Dans une analyse présentée en fin d'ouvrage, l'expert de la Depp, Fabrice Murat explique qu'"en matière de caractéristiques sociales, de réussite et de parcours scolaire, les disparités territoriales en France sont particulièrement marquées". Peut-on pour autant juxtaposer les cartes du premier chapitre, consacré à l'environnement social, économique et familial, et celles du quatrième chapitre, consacré aux parcours scolaires et aux résultats ? La réponse est négative. "La réussite scolaire d’un canton est imparfaitement liée à son niveau social", décrypte Fabrice Murat. L'illustration en est donnée avec l'exemple du diplôme national du brevet (DNB).

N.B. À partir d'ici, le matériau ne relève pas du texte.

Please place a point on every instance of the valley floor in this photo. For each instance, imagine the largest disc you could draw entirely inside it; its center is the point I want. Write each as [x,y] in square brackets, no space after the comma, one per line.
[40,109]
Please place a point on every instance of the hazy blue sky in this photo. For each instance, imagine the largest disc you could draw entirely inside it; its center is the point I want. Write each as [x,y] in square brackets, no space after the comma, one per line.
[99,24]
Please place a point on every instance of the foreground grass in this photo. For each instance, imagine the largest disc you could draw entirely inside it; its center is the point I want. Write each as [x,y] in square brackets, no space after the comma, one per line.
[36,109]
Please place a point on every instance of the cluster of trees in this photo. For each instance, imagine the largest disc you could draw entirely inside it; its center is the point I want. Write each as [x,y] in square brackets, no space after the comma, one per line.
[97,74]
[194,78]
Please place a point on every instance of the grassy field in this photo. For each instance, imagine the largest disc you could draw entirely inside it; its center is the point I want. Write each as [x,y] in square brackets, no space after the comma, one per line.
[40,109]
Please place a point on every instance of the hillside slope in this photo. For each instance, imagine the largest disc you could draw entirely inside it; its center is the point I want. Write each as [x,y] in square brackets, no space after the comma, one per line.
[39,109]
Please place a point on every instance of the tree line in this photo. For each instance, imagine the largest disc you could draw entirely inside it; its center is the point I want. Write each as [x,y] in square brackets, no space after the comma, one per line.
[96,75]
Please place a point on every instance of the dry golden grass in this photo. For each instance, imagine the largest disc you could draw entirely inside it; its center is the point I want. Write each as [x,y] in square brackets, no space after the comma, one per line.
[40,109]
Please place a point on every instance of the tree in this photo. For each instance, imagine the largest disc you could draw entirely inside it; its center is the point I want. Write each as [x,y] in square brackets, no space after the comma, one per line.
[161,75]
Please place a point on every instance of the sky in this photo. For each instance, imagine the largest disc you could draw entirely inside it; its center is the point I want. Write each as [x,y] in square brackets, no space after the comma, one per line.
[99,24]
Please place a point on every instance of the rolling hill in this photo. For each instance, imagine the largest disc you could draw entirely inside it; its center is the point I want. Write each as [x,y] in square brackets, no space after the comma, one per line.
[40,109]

"Offre de formation moins diversifiée"
Si les cantons les plus favorisés socialement ont souvent une note moyenne plus élevée, l'expert remarque que "la relation n’est pas parfaite". Les grandes métropoles ne ressortent pas avec des résultats scolaires nettement meilleurs et l’ouest de l’Île-de-France, zone pourtant très favorisée socialement, se détache très peu en termes de réussite au DNB. Quant au bassin méditerranéen, il est "en sous-réussite scolaire". À l'inverse, en Bretagne et Pays de la Loire, les cantons en réussite scolaire paraissent bien plus nombreux que ce que laisse attendre le milieu social. Dans le même ordre d'idées, le nord de la France ressort moins en termes de difficultés scolaires que ce que l’IPS (indice de position sociale) de ses habitants pouvait laisser attendre.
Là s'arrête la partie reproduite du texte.